2022’nin son günlerinde ekonomik küçülme alanının önde gelen akademisyenleri tarafından kaleme alınan önemli bir makale yayımlandı. Adil geçişi sağlayacak politikalara odaklanan makalenin spekülasyonun ötesinde, zorlukları reddetmeden, bilimsel veriler ışığında küçülme lehine güçlü argümanlar sunduğunu görebilirsiniz.


Zengin ülkeler, ekonomik büyümeyi bir hedef olmaktan çıkarırlarsa, daha az madde ve enerji kullanarak refah yaratabilirler.

Küresel ekonomi, büyüme; yani firmaların, endüstrilerin ve ulusların, ihtiyaç olup olmadığına bakılmaksızın her yıl üretimi arttırmaları gerektiği fikri üzerine kurulmuştur. Bu dinamik, iklim değişikliğine ve ekolojik bozulmaya neden olmaktadır. Yüksek gelirli ekonomiler ile onlara hâkim olan şirketler ve varlıklı sınıflar bu sorunun asıl sorumlularıdır ve sürdürülemez oranlarda enerji ve madde tüketmektedirler [1, 2].

Ancak günümüzde birçok sanayileşmiş ülke, COVID-19 salgını, Rusya’nın Ukrayna’yı işgali, kaynak kıtlığı ve verimlilik artışlarının durgunlaşmasının yol açtığı ekonomik sarsıntılar nedeniyle ekonomilerini büyütmekte zorlanıyor. Hükümetler zor bir durumla karşı karşıyalar. Büyümeyi teşvik etme çabaları, insan refahını iyileştirme ve çevresel zararı azaltma hedefleriyle çatışıyor.

Ekolojik iktisat araştırmacıları farklı bir yaklaşım çağrısında bulunuyor: Ekonomik küçülme [3]. Zengin ekonomiler gayrisafi yurtiçi hasıla (GSYH) büyümesini bir hedef olmaktan çıkarmalı, enerji ve madde kullanımını azaltmak için yıkıcı ve gereksiz üretim biçimlerini azaltmalı ve insan ihtiyaçlarını ve refahını güvence altına alan ekonomik faaliyetlere odaklanmalı. Son yıllarda ilgi gören bu yaklaşım, toplumsal açıdan daha iyi sonuçlar yaratırken hızlı bir karbonsuzlaştırma sağlayabilir ve ekolojik çöküşü durdurabilir [2]. Bu, enerjiyi ve maddeleri, kalkınma için büyümenin hâlâ gerekli olabileceği düşük ve orta gelirli ülkelerin kullanmasına olanak verir.
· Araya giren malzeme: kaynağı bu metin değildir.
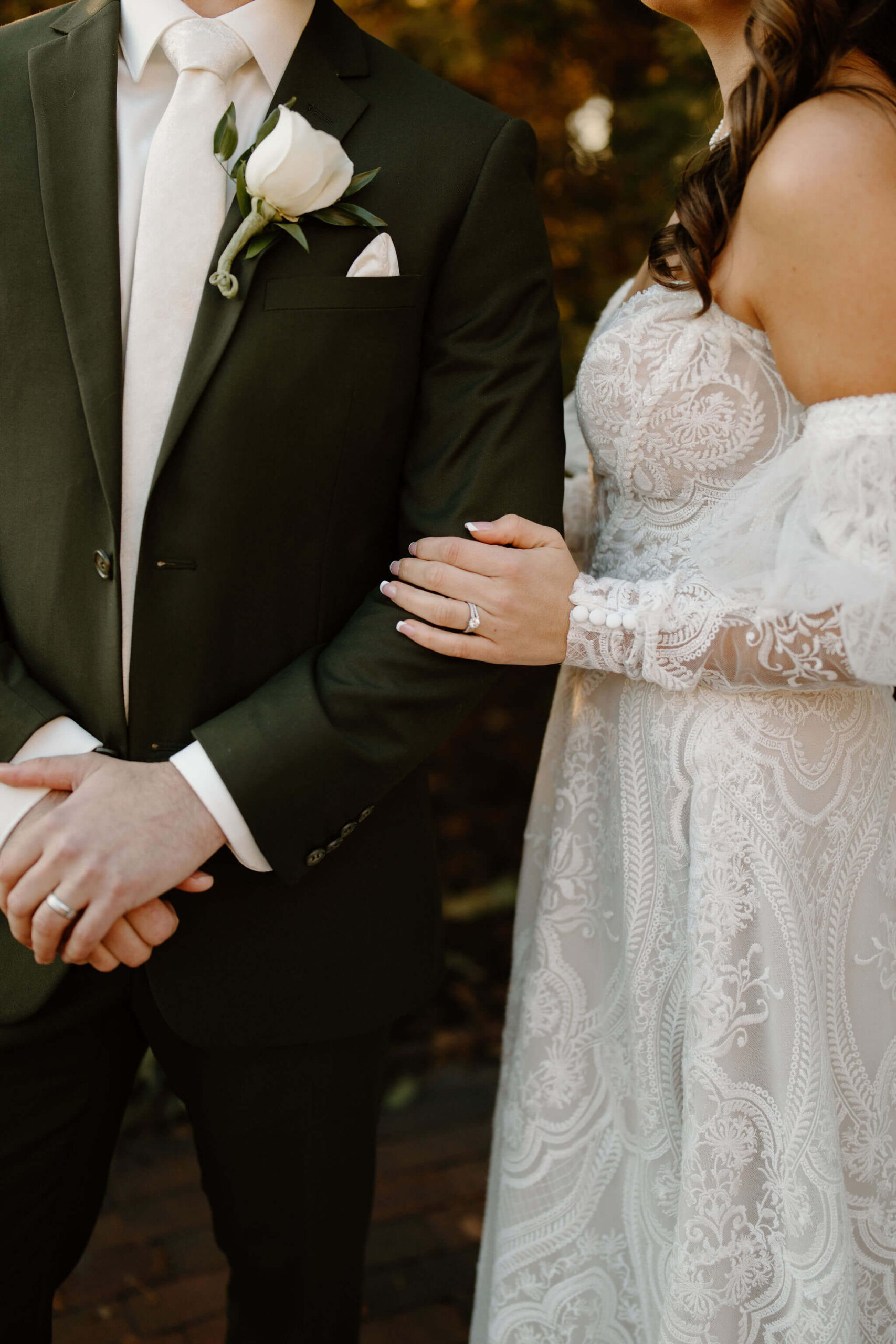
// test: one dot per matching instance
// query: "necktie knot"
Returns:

Büyüme bağımlısı ekonomiler büyüyemediğinde ortaya çıkan kaotik ve sosyal açıdan istikrarsızlaştırıcı durgunluğun (resesyonun) aksine küçülme, ekonomileri istikrara kavuşturmak ve sosyal ve ekolojik hedeflere ulaşmak için anlamlı bir stratejidir.

Hükümetlerarası İklim Değişikliği Paneli (IPCC) ve Biyoçeşitlilik ve Ekosistem Hizmetleri Hükümetlerarası Bilim-Politika Platformu (IPBES) tarafından bu yıl yayınlanan raporlar, sırasıyla iklim bozulmasına ve biyoçeşitlilik kaybına karşı mücadelede küçülme politikalarının dikkate alınması gerektiğini öne sürmektedir. Böyle bir stratejiyi destekleyecek politikalar arasında aşağıdakiler yer almaktadır.
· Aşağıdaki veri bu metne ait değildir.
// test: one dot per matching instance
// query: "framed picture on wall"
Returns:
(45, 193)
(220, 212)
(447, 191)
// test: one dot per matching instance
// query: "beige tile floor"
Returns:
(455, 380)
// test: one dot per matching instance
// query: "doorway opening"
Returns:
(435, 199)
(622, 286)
Çok gerekli olmayan üretimi azaltın. Bu, fosil yakıtlar, et ve süt ürünlerinin kitlesel üretimi, hızlı moda, reklamcılık, arabalar ve özel jetlerin de dahil olduğu havacılık gibi yıkıcı sektörlerin küçültülmesi anlamına gelmektedir. Aynı zamanda, ürünlerin planlı eskitilmesine son verilmesi, kullanım ömürlerinin uzatılması ve zenginlerin satın alma gücünün azaltılması gerekmektedir.

Kamu hizmetlerinin iyileştirilmesi. Üstün nitelikli sağlık hizmetlerine, eğitime, barınmaya, ulaşıma, internete, yenilenebilir enerjiye ve besleyici gıdalara herkesin erişiminin sağlanması gerekmektedir. Evrensel kamu hizmetleri, yüksek düzeylerde kaynak kullanımı olmaksızın güçlü toplumsal çıktılar sağlayabilir.
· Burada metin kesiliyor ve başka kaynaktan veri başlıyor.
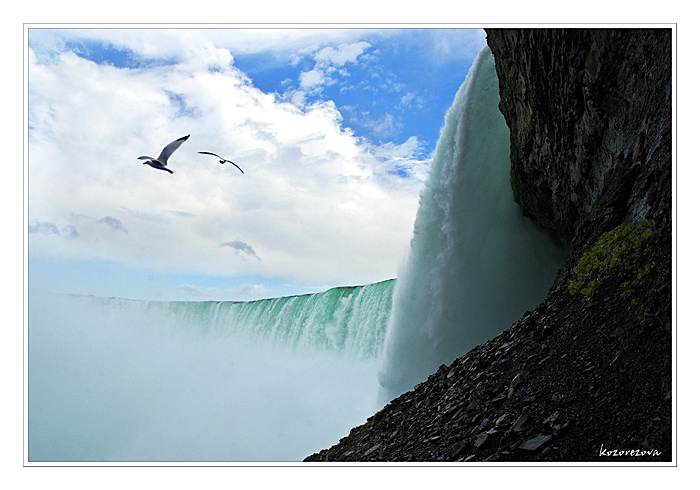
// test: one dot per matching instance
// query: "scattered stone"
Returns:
(535, 443)
(481, 439)
(502, 419)
(372, 449)
(518, 424)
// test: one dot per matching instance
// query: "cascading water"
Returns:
(476, 264)
(279, 379)
(271, 380)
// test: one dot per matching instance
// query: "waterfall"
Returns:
(476, 264)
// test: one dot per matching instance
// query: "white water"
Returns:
(113, 380)
(476, 264)
(116, 380)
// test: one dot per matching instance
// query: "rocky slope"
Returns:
(587, 375)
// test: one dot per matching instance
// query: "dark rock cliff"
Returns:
(585, 376)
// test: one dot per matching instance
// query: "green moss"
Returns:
(618, 253)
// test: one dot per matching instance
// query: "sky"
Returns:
(334, 129)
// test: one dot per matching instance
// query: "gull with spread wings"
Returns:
(162, 160)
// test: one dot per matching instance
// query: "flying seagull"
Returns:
(222, 160)
(162, 160)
Yeşil iş garantisinin uygulamaya koyulması. Bu, yenilenebilir enerji sistemlerinin inşası, binaların yalıtılması, ekosistemlerin yenilenmesi ve sosyal bakımın iyileştirilmesi gibi acil sosyal ve ekolojik hedefler doğrultusunda işgücünü eğitecek ve harekete geçirecektir. Bu tür bir program işsizliği sona erdirecek ve fosil yakıtlara bağlı olanlar gibi gerileyen endüstrilerdeki ya da ‘batan sektörlerdeki’ işçiler için adil bir geçiş sağlayacaktır. Yeşil iş garantisi evrensel bir gelir politikası ile eşleştirilebilir.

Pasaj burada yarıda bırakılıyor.